Getting Started with Asyncio

Let’s start with a simple example:

# @filename: main.py


async def hello():
    print("Hello")
    await asyncio.sleep(1)
    print("World")

async def main():
    await hello()

asyncio.run(main())

Coroutines and Tasks

Coroutines are the building blocks of async code:

# @filename: main.py

async def fetch_data(delay):
    print(f"Starting fetch_data({delay})")
    await asyncio.sleep(delay)
    print(f"Finished fetch_data({delay})")
    return f"Data from {delay}"

async def main():
    # Create tasks
    task1 = asyncio.create_task(fetch_data(2))
    task2 = asyncio.create_task(fetch_data(1))

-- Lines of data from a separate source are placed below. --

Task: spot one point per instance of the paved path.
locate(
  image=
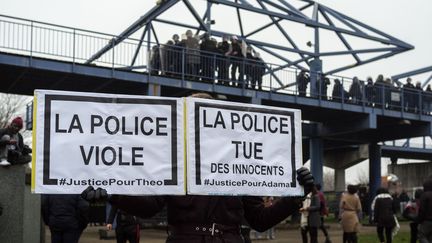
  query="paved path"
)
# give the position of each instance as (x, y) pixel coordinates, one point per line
(283, 235)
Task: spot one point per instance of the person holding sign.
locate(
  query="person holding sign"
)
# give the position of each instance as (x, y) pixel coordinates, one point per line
(208, 218)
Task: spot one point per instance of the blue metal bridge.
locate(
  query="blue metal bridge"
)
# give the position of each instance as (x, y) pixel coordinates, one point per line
(36, 55)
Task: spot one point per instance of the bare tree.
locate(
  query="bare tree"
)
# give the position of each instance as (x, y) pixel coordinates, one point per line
(362, 177)
(11, 106)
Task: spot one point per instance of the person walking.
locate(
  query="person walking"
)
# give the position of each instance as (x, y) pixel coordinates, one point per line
(311, 219)
(66, 215)
(425, 213)
(202, 219)
(127, 227)
(349, 209)
(323, 212)
(384, 211)
(411, 213)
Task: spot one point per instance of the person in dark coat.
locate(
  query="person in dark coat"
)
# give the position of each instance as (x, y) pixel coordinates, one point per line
(408, 94)
(379, 86)
(201, 219)
(339, 93)
(208, 49)
(355, 91)
(66, 216)
(12, 147)
(127, 228)
(237, 59)
(427, 100)
(302, 82)
(312, 209)
(369, 92)
(258, 70)
(222, 61)
(425, 213)
(383, 215)
(411, 213)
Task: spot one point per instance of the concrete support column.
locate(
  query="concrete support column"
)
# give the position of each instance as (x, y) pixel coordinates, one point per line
(374, 170)
(20, 221)
(340, 180)
(316, 155)
(153, 90)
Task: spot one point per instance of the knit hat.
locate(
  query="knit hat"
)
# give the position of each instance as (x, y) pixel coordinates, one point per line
(18, 122)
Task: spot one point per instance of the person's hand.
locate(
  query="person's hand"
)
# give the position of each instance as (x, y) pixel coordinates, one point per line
(94, 195)
(304, 177)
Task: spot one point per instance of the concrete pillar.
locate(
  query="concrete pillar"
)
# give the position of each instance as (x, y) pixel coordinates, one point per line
(20, 221)
(374, 170)
(316, 155)
(153, 90)
(340, 180)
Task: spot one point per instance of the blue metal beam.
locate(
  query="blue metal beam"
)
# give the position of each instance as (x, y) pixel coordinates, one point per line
(262, 28)
(411, 73)
(293, 9)
(178, 24)
(392, 40)
(195, 14)
(139, 46)
(364, 62)
(341, 19)
(314, 24)
(153, 13)
(280, 57)
(240, 22)
(350, 52)
(260, 43)
(344, 41)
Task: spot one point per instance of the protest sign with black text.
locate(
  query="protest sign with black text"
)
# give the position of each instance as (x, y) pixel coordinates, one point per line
(126, 144)
(242, 149)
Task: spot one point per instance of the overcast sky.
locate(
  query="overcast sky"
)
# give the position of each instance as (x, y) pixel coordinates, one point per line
(409, 21)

    # Wait for both tasks to complete
    start_time = time.time()
    results = await asyncio.gather(task1, task2)
    end_time = time.time()

    print(f"Results: {results}")
    print(f"Total time: {end_time - start_time:.2f} seconds")

asyncio.run(main())

Async Context Managers

Create reusable async resources:

# @filename: main.py

class AsyncResource:
    async def __aenter__(self):
        print("Acquiring resource")
        await asyncio.sleep(1)
        return self

    async def __aexit__(self, exc_type, exc_val, exc_tb):
        print("Releasing resource")
        await asyncio.sleep(1)

    async def process(self):
        print("Processing data")
        await asyncio.sleep(1)

async def main():
    async with AsyncResource() as resource:
        await resource.process()

asyncio.run(main())

Real-World Example: Async Web Scraper

Let’s build a web scraper that fetches multiple URLs concurrently:

# @filename: Dockerfile

from typing import List, Dict


class AsyncWebScraper:
    def __init__(self):
        self.session = None

    async def __aenter__(self):
        self.session = aiohttp.ClientSession()
        return self

    async def __aexit__(self, exc_type, exc_val, exc_tb):
        if self.session:
            await self.session.close()

    async def fetch_page(self, url: str) -> str:
        """Fetch a single page."""
        async with self.session.get(url) as response:
            return await response.text()

    async def parse_page(self, html: str) -> Dict:
        """Parse page content."""
        soup = bs4.BeautifulSoup(html, 'html.parser')
        return {
            'title': soup.title.string if soup.title else None,
            'h1_tags': [h1.text for h1 in soup.find_all('h1')],
            'links': len(soup.find_all('a')),
        }

    async def process_url(self, url: str) -> Dict:
        """Process a single URL."""
        try:
            html = await self.fetch_page(url)
            data = await self.parse_page(html)
            data['url'] = url
            return data
        except Exception as e:
            return {'url': url, 'error': str(e)}

    async def scrape_urls(self, urls: List[str]) -> List[Dict]:
        """Scrape multiple URLs concurrently."""
        tasks = [self.process_url(url) for url in urls]
        return await asyncio.gather(*tasks)

async def main():
    urls = [
        'https://python.org',
        'https://github.com',
        'https://stackoverflow.com',
    ]

    start_time = time.time()

    async with AsyncWebScraper() as scraper:
        results = await scraper.scrape_urls(urls)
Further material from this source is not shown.